Intrigued by this, I started setting the timer for other things, sometimes with consequences attached (if it was serious), sometimes with just a “hey, let’s see if we can get it done before the timer beeps, OK?”. And to my surprise and utter delight, the kids are not looking at this as extra pressure, but absolutely loving it.

Convincing them to drink all their water is almost always the worst part of meals, even without sickness slowing everybody down. Getting dressed in the morning and making beds gets constantly derailed by the lure of toys and books in the bedroom. Picking up toys before bed in timely enough fashion that they can have a bedtime story is an exercise in futility.

Not anymore.

Last night, whatever toys were still on the floor when the timer beeped went into the confiscated box, without so much as a murmur of protest from the kids: there had been a definite goal set, with definite parameters, and they didn’t meet it so understood the consequences. This morning, when they started dragging their feet about drinking their water, I set the timer and warned them there would be no more toast unless they finished their glasses by the time it went off (this is not starving them, by the way – they’d already eaten plenty). They finished in half the time allotted. After breakfast, I told them it wasn’t an absolute necessity, but let’s just see if they could get dressed in five minutes, and then make their beds in another five, and they did it (practically. Grace came in just under the time limit, while Joy squeaked just a hair over, but close enough that I still counted it as a win).

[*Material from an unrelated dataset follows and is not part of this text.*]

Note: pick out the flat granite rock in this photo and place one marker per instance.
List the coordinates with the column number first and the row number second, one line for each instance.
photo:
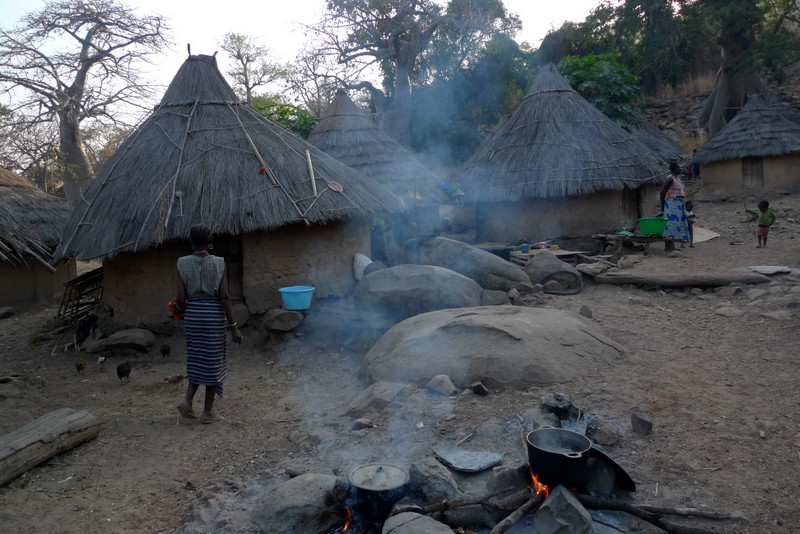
column 464, row 460
column 770, row 269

The last time we tried doing timers for chores/eating/et cetera, it didn’t work. They were still preschoolers/toddlers, and the timers just made them more nervous and frustrated. Now, though, the timer seems to be just exactly what they need. I’m pleased, thinking that we will be able to start setting good habits of timeliness and NO DAWDLING, and they’re pleased, that they have something to help them stay focused.

I’m sure it won’t last forever, and I don’t think I’d even like to spend the rest of the kids’ childhoods living by timers, but for now, this is exactly right.